After being denounced and sentenced, and after performing the forced
labour allotted to them--a punishment specially reserved for the
members of sects considered dangerous to orthodoxy--the _skoptzi_, men
and women alike, were permitted to establish their separate colonies,
like those of Olekminsk and Spasskoïe.
The forced labour might cripple their limbs, but it did not weaken
their faith, which blossomed anew under the open skies of Siberia, and
seemed only to be intensified by their long sufferings in prison.
The martyrs who took refuge in these Siberian paradises were very
numerous. It has been calculated that at the end of the nineteenth
century they numbered more than sixty-five thousand, and this is
probably less than the true figure, for, considering the terrible
ordinances of their religion, it is not likely that they would trouble
much about registering themselves for official statistics. We may
safely say that in 1889 there were about twelve hundred and fifty in
the neighbourhood of Yakutsk who had already accomplished their term of
forced labour. They formed ten villages, and it would be difficult to
specify their various nationalities, though it is known that in
Spasskoïe, in 1885, there were, among seven hundred and ten members of
the sect, six hundred and ninety-three Russians, one Pole, one Swede,
and fifteen Finns.
To outward view their colonies were rather peculiar. Each village was
built with one long, wide street, and the houses were remarkable for
the solidity of their construction, for the flourishing gardens that
surrounded them, and for their unusual height in this desolate land
where, as a rule, nothing but low huts and hovels were to be seen. A
house was shared, generally, by three or four believers, and--perhaps
owing to their shattered nervous systems--they appeared to live in a
state of constant uneasiness, and always kept revolvers at hand. The
"brothers" occupied one side of the building, and the "sisters" the
other; and while the former practised their trades, or were engaged in
commerce, the women looked after the house, and led completely isolated
lives. On the arrival of a stranger they would hide, and if he offered
to shake hands with one of them, she would blush, saying, "Excuse me,
but that is forbidden to us," and escape into the house.

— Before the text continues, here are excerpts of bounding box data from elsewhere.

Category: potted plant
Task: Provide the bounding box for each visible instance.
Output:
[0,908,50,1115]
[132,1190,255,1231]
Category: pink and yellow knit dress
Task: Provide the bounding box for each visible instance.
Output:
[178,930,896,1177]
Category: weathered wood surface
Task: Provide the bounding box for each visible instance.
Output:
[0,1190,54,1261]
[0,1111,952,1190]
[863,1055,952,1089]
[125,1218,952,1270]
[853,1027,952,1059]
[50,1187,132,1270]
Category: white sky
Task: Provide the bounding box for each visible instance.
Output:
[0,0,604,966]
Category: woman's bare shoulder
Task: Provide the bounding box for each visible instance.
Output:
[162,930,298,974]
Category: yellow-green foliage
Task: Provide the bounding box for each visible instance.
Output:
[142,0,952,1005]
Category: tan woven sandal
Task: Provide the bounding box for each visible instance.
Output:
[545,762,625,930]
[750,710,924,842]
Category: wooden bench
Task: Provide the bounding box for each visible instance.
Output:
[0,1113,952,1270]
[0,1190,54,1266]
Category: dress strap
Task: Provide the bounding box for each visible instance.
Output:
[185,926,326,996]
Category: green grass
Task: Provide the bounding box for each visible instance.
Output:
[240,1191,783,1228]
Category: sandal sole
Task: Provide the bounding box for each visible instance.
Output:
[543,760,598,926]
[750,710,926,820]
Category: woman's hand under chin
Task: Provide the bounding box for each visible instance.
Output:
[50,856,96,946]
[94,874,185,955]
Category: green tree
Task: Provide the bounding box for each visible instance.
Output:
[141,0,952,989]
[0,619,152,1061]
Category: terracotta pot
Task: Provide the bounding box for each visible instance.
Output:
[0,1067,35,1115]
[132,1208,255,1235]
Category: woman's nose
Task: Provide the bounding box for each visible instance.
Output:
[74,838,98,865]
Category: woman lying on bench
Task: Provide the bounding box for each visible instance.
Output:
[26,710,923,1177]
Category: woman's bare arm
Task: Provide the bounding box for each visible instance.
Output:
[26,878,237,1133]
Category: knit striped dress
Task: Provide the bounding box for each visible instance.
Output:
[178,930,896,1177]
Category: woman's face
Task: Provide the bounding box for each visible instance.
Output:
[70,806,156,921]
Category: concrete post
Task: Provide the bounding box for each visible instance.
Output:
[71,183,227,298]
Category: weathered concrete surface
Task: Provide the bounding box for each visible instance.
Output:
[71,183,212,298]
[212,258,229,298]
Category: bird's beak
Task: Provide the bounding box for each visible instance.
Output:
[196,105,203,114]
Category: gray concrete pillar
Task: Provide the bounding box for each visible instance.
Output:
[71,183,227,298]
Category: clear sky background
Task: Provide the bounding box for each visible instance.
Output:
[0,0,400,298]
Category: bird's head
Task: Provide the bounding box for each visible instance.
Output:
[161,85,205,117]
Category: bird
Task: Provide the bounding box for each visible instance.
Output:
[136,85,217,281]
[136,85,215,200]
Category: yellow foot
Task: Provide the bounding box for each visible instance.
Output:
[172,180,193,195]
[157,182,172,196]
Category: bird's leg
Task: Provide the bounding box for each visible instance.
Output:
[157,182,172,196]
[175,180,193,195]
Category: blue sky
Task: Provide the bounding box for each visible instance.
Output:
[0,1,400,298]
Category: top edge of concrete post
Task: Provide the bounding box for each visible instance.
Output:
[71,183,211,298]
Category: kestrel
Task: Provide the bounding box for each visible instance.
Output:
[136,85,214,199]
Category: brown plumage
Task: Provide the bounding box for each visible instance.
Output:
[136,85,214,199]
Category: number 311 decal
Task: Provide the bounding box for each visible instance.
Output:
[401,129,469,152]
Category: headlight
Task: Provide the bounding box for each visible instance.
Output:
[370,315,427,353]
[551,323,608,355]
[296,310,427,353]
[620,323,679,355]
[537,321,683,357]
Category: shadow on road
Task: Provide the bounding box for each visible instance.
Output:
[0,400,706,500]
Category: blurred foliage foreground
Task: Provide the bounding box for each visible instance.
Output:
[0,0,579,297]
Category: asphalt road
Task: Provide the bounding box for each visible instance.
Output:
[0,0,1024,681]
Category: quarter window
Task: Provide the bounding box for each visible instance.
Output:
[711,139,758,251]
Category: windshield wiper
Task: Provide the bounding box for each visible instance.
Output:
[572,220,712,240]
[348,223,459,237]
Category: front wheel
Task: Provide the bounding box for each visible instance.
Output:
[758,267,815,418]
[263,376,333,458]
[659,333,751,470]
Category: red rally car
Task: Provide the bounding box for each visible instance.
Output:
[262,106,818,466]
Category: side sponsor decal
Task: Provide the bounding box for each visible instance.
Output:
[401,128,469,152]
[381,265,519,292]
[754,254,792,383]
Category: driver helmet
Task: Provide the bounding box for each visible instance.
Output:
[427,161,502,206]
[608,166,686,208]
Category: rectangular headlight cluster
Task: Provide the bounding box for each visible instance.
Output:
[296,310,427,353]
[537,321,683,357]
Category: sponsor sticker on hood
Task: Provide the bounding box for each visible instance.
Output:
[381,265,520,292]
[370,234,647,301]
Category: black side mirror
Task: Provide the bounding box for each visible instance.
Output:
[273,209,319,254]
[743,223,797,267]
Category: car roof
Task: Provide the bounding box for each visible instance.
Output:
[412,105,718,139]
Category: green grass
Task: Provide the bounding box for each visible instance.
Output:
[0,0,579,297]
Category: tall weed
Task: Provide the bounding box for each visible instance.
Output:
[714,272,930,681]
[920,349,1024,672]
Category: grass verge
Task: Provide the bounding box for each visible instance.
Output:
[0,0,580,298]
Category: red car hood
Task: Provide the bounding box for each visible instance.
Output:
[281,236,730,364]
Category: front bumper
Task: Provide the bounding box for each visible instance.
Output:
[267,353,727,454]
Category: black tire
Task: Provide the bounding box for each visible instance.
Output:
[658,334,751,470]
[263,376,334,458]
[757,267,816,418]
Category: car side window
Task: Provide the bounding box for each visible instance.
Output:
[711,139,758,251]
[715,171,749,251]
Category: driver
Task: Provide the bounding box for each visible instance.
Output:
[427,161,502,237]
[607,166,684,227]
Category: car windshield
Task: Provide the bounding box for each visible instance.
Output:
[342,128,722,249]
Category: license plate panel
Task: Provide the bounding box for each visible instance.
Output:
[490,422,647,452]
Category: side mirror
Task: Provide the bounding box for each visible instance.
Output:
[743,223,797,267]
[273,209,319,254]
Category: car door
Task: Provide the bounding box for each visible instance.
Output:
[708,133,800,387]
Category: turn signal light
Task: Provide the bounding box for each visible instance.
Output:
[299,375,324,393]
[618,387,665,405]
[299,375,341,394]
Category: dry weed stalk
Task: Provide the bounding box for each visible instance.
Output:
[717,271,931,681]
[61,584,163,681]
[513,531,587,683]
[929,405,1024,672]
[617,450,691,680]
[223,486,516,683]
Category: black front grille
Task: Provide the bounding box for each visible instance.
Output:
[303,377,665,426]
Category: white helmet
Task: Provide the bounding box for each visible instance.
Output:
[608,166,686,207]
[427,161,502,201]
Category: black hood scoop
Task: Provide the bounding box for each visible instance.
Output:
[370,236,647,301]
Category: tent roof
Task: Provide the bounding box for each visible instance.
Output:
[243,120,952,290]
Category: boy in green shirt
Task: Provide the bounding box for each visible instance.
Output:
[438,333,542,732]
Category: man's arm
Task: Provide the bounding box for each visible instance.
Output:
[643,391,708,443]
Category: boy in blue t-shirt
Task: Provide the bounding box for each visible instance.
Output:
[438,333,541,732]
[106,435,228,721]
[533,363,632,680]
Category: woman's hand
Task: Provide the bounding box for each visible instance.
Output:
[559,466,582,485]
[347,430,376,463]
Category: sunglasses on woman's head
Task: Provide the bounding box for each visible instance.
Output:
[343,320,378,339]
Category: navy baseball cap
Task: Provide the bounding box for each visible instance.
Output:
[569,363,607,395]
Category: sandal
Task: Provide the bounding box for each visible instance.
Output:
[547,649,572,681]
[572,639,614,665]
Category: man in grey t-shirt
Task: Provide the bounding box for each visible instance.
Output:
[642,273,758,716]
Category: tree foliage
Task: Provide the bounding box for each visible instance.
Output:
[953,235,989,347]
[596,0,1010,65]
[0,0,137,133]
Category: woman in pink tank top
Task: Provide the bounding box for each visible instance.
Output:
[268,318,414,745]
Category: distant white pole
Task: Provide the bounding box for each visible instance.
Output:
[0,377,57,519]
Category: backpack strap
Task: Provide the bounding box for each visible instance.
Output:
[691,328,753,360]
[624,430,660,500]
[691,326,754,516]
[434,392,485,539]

The existence of the "sisters" was indeed a tragic one. Deprived of
the sweetness of love or family life, without children, and at the
mercy of hardened egoists, such as the _skoptzi_ usually became, their
sequestered lives seemed to be cut off from all normal human happiness.
According to the author of an interesting article on the _skoptzi_ of
Olekminsk, which appeared in 1895 in the organ of the then-existing
Russian Ethnographical Society, these women were sometimes of an
astonishing beauty, and when opportunity offered, as it sometimes did
(their initiation not always being quite complete), they would marry
orthodox settlers, and leave their so-called "brothers." Cases are on
record of women acting in this way, and subsequently becoming mothers,
but any such event caused tremendous agitation among the "brothers" and
"sisters," similar to that provoked in ancient Rome by the spectacle of
a vestal virgin failing in her duty of chastity.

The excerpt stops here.